GeoEnrichment adds location intelligence to the data by providing facts about a location or an area. Using GeoEnrichment, you can get information about the people and places in a specific area or within a certain distance or drive time from a location. It enables you to query and use information from a large collection of data sets including population, income, housing, consumer behavior, and the natural environment. GeoEnrichment enables you to answer questions about locations that you can't answer with maps alone. For example: What kind of people live here? What do people like to do in this area? What are their habits and lifestyles?
GeoEnrichment makes your analysis more powerful by adding global demographic, spending, lifestyle or business features at different geographical levels such as city, county, region, state and country. Demographic features (Population, Age, Education etc.) and Socio-economic features (Income, Education, Wealth etc.) can be easily added to your location data, making it more intelligent. Feature Engineering is one of the key aspects of any Data Science project as it involves adding new features to the data to increase the predictive power of a learning algorithm. With GeoEnrichment, you can quickly add more features to your location data, helping your algorithms make better predictions.

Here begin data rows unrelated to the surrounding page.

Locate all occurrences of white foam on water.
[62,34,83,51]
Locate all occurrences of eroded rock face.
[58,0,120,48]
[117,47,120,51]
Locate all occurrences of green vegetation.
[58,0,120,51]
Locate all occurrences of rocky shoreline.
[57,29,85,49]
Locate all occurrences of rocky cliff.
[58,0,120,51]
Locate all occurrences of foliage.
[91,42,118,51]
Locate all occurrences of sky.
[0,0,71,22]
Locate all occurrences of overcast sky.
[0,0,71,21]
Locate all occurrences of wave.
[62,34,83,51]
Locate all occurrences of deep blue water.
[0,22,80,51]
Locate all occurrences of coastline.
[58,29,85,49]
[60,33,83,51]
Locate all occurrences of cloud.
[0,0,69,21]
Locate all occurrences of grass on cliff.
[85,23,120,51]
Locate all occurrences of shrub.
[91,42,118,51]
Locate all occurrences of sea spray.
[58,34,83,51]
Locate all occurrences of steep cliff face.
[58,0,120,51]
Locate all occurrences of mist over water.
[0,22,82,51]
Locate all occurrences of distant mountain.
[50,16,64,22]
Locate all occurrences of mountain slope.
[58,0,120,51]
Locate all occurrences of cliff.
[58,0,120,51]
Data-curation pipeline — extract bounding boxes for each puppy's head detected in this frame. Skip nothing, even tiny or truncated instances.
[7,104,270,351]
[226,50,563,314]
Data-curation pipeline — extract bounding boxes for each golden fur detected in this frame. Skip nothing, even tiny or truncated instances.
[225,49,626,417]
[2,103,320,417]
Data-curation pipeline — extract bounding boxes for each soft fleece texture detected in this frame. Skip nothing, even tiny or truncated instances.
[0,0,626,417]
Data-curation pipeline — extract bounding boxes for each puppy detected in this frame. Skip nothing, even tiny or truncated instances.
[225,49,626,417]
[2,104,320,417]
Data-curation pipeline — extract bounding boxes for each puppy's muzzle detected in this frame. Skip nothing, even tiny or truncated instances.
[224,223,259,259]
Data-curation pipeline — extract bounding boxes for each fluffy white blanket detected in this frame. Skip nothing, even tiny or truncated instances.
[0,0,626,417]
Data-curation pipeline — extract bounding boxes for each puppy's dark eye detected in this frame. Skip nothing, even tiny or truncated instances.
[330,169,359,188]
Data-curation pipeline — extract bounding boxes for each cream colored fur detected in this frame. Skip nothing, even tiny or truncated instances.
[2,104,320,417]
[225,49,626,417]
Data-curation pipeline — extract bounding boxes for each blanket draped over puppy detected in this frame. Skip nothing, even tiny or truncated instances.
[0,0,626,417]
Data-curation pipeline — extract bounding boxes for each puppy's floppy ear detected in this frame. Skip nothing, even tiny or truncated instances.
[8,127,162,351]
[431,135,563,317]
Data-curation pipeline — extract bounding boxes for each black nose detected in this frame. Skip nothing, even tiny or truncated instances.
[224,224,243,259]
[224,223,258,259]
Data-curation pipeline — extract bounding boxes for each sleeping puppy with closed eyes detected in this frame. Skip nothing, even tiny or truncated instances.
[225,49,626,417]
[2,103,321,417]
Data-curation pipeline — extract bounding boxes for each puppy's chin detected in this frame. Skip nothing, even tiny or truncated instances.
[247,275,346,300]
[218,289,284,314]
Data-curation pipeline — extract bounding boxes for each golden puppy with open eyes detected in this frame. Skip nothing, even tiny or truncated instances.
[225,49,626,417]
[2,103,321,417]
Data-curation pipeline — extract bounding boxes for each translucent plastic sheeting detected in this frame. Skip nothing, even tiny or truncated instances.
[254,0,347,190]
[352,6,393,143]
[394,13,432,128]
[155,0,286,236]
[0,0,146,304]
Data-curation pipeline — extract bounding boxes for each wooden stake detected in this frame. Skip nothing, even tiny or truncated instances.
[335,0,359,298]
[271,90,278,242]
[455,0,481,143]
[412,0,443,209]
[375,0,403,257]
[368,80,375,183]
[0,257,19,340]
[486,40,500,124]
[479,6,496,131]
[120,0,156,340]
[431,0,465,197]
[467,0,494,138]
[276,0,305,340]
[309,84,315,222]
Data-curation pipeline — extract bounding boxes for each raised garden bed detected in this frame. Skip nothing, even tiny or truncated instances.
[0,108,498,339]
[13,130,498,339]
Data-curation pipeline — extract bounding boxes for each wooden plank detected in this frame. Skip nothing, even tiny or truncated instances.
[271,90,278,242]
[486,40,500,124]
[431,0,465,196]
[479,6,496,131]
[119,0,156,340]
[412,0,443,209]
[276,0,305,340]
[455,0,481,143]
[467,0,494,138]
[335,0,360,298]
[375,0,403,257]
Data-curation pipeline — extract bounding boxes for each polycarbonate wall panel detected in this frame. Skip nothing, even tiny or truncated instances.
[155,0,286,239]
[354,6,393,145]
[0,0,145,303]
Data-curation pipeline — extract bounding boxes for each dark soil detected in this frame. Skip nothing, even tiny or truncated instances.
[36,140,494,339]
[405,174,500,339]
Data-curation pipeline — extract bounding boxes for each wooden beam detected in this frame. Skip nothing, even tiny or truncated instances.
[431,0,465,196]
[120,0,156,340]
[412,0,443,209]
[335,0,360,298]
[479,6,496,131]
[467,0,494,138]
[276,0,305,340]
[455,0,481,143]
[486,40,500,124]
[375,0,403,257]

To understand how GeoEnrichment adds value, let's imagine that a retail giant is evaluating potential sites to open new stores where the conditions for evaluation include competition, traffic, economic feasibility and market potential of different geographic areas. With GeoEnrichment, they can dig into at an average shoppers' lifestyle, income, spending, education and other socio-demographic factors for different neighborhoods to understand their potential customers and make an educated decision when choosing new sites.
A user must be logged on to a GIS in order to use GeoEnrichment. Geoenrichment functionality is available in the arcgis.geoenrichment
module.
To enable GeoEnrichment, an ArcGIS Online subscription is needed or ArcGIS Enterprise needs to be configured with GeoEnrichment utility service. GeoEnrichment operations consume credits. Credits are the currency used across ArcGIS and are consumed for specific transactions. Learn more about credit consumption for GeoEnrichment here.

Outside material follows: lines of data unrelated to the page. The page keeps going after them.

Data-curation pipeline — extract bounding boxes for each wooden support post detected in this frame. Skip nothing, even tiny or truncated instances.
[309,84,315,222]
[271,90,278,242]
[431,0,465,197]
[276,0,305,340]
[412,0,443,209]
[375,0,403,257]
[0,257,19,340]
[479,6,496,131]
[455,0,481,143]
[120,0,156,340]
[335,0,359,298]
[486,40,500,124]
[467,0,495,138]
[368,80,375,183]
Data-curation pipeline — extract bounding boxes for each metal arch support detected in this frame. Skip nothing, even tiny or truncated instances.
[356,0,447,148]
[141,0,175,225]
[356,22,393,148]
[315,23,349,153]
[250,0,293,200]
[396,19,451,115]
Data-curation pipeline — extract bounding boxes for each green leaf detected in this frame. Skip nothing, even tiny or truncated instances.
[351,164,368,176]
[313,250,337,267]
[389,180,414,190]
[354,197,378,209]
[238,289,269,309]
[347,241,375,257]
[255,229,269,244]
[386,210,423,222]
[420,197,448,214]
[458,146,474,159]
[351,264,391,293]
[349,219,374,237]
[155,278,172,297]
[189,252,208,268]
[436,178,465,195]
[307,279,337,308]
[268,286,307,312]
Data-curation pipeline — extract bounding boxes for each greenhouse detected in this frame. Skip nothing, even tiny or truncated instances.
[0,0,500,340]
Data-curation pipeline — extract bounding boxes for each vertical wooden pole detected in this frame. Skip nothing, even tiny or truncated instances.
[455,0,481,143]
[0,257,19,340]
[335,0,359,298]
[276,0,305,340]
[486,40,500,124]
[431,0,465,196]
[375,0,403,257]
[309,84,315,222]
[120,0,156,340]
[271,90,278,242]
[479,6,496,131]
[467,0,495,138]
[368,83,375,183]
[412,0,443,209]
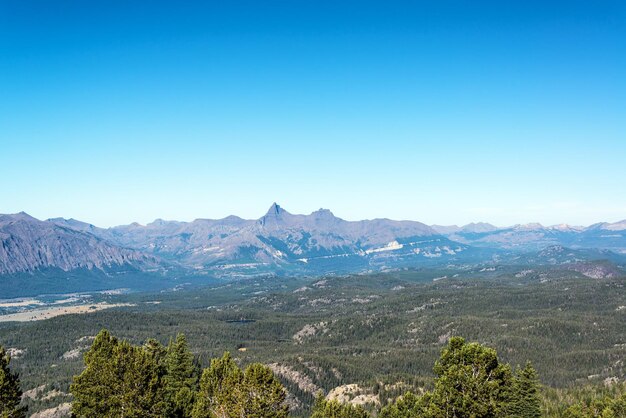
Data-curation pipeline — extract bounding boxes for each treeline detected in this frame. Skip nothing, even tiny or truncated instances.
[0,330,626,418]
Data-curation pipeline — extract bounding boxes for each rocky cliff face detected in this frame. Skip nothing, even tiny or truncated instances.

The picture below illustrates how geoenrichment
module is organized.
You can enrich your data in 2 ways:
enrich()
method from arcgis.geoenrichment
module.The enrich()
method returns a Spatiallly Enabled Data Frame. This data frame can be saved as a new feature layer Item in your GIS and used for analysis or visualization on a map. However, if you would like to enrich an existing FeatureLayer, then use the enrich_layer()
method from the arcgis.features
module. The result will be a new layer of input features that includes enriched data.

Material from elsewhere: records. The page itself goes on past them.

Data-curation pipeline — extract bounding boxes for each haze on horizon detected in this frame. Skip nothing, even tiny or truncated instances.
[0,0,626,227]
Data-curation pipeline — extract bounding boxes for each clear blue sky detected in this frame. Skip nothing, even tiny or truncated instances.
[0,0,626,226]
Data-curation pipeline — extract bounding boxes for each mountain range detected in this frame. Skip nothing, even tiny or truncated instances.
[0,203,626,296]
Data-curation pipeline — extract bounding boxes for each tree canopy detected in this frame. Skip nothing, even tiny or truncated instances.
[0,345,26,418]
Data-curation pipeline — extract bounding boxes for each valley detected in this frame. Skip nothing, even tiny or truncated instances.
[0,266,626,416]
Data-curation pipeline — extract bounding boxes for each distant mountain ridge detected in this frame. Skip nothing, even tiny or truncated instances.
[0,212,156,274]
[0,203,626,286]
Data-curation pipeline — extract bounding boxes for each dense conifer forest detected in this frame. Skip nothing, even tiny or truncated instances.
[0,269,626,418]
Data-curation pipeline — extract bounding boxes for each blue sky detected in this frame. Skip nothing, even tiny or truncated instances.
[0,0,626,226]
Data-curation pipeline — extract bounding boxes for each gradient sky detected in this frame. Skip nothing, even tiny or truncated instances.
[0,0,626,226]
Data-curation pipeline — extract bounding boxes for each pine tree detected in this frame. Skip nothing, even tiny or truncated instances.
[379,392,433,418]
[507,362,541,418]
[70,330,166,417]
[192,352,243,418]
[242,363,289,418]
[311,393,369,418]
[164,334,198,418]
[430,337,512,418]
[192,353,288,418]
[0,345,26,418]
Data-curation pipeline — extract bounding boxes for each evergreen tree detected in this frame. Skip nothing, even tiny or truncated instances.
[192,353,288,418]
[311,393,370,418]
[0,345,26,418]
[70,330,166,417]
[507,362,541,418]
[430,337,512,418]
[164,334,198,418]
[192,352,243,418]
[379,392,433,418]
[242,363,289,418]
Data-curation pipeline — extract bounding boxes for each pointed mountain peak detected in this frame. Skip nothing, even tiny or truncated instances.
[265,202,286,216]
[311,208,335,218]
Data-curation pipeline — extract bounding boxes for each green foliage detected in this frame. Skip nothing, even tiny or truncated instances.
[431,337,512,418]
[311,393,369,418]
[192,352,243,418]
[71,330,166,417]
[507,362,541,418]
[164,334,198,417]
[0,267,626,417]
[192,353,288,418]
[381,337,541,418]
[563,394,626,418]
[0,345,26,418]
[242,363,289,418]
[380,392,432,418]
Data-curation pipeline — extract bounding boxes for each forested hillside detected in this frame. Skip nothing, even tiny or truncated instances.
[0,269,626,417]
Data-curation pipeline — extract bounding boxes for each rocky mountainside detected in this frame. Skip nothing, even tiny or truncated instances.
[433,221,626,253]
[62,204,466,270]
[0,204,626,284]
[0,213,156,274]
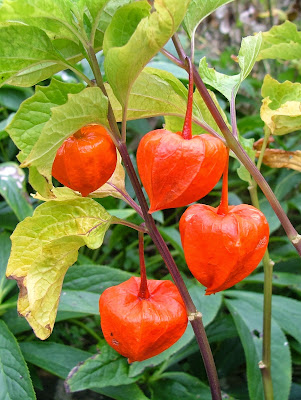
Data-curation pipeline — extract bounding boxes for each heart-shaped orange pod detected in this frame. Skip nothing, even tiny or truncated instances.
[52,125,117,196]
[99,233,188,363]
[137,59,227,213]
[180,155,269,294]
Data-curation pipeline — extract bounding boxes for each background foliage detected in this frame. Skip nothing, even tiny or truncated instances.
[0,0,301,400]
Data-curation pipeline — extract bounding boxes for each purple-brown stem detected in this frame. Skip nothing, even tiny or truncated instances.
[182,57,193,140]
[217,149,229,215]
[138,232,150,299]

Let's look at a simple example of GeoEnrichment
in action. Suppose a company wants to open a healthcare facility somewhere in Los Angeles, CA. They have a sample dataset of existing healthcare providers with their address details for the target areas (represented by their zip codes). The company wants to understand the demographics of each zip code to make the right decision.
Let's import this data and make it richer with GeoEnrichment
.
# Import Libraries
import pandas as pd
from arcgis.gis import GIS
from arcgis.geoenrichment import Country
# Create a GIS Connection
gis = GIS(profile='your_online_profile')
# Read the data
df = pd.read_csv('../data/health.csv')
df
Number of Beds | Name | Address | City | State | Zip Code | |
---|---|---|---|---|---|---|
0 | 156 | Facility 1 | 2468 SOUTH ST ANDREWS PLACE | LOS ANGELES | CA | 90018 |
1 | 59 | Facility 2 | 2300 W. WASHINGTON BLVD. | LOS ANGELES | CA | 90018 |
2 | 25 | Facility 3 | 4060 E. WHITTIER BLVD. | LOS ANGELES | CA | 90023 |
3 | 49 | Facility 4 | 6070 W. PICO BOULEVARD | LOS ANGELES | CA | 90035 |
4 | 55 | Facility 5 | 1480 S. LA CIENEGA BL | LOS ANGELES | CA | 90035 |
This dataset shows 5 providers with their address details. The providers are located in Zip Codes 90018, 90023 and 90035.
Let's enrich
this dataset with socio-demographic factors such as Total Population, Median Age, Median Household Income, Diversity Index, Education
for each zip code to better understand these areas.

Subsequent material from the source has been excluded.